What is the role of the therapist in Symbolic-Experiential Therapy?
- Engage a family by raising the intensity within its relationships and communicating symbolic meaning through experiential interaction in such a way as to catalyze the family toward intimacy.
- Have a spontaneous and evocative presence, to help cultivate vulnerability and communication of emotions, and help clients engage at a symbolic level.
- React quickly and intuitively to interactions between family members, both to prevent unhelpful more-of-the-same dynamics and to highlight potential signals of underlying emotional patterns.
- Help balance individual autonomy/differentiation with relational connection, attunement, & care - a more holistic view
How are intergenerational themes emphasized in Symbolic-Experiential Therapy?
Interactions across generations maintain sense of history. Sometimes 2-3 generations are seen in therapy.
The generations need to separate.
What is Alienation in Symbolic-Experiential Therapy?
The condition of being shut off from one’s true Feelings. This happens to dysfunctional family members and it makes family intimacy difficult to achieve.
What is the Battle for Structure in Symbolic-Experiential Therapy?
The Battle for Structure comes before the Battle for Initiative.
- The therapist decides who should attend and assumes the position of the leader.
- Therapist demands that the family capitulate or submit to their way of conducting the therapy, particularly during the early stages
- Therapist blocks typical patterns of behavior.
The therapist must win this battle.
What is the Battle for Initiative in Symbolic-Experiential Therapy?
The Battle for Initiative follows the Battle for Structure. In this second battle, the family takes back its authority from the therapist, to make choices about what is discussed and about decisions that affect their lives.
- Therapist communicates that responsibility for treatment belongs to the family
The family must win this battle
What is the role of craziness in Symbolic-Experiential Therapy?
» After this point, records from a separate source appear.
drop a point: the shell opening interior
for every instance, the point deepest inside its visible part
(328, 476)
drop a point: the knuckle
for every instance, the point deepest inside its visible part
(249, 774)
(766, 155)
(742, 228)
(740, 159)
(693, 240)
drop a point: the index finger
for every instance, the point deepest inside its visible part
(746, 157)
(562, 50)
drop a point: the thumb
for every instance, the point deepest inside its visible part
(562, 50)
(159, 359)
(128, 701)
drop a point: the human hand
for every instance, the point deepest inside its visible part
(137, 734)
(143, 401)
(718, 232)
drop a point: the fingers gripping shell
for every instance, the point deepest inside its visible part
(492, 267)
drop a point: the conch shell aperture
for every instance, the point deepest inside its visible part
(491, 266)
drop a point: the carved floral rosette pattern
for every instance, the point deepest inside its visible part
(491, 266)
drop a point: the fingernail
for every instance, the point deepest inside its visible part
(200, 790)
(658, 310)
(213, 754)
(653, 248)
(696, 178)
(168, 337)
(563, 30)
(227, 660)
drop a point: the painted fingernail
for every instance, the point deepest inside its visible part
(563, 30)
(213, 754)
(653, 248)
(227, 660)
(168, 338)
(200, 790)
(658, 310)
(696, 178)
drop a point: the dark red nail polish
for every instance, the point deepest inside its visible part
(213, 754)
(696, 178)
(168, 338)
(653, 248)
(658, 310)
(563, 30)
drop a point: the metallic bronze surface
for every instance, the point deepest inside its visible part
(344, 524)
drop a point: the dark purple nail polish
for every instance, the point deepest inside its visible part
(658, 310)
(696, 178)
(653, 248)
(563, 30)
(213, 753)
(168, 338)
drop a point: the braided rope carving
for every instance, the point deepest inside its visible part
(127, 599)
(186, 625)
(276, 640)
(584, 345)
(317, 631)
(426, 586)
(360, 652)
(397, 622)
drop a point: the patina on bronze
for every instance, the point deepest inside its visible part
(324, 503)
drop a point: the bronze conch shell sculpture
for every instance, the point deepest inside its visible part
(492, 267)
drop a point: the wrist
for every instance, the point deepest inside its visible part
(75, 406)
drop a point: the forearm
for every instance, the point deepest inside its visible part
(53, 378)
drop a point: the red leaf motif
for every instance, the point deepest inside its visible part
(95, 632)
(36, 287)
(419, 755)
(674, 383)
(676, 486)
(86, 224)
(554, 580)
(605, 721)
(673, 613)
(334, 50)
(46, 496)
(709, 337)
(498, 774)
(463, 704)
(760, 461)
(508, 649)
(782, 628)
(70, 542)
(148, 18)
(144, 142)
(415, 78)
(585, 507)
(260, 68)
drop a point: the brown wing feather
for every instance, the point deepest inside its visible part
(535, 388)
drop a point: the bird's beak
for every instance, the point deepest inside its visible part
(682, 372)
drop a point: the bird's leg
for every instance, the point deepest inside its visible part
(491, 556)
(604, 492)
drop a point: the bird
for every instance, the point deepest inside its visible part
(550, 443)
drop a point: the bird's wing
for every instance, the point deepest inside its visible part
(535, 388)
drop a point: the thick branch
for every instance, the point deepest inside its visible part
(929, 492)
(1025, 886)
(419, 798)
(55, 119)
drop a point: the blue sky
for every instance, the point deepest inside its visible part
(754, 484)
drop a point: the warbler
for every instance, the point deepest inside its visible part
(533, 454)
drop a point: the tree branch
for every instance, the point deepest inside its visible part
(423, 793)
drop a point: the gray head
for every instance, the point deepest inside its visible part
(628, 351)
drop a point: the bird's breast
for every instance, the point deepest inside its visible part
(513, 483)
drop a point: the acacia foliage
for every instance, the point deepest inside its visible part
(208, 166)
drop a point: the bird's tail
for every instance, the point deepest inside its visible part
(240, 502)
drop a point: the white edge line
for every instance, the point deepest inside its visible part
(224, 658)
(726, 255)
This is a Symbolic-Experiential (Whitaker) concept in which healthy functioning for both therapists and families includes a high proportion of non-rational, creative, right-brain activity. Therapist needs to be mature enough to be immature. Can use fantasy freely and be irreverent.
What is the Parent Imago, in Symbolic-Experiential Therapy?
An idealized but inaccurate unconscious image of a mother or father that influences the way an individual relates to others. Typically formed in infancy/childhood.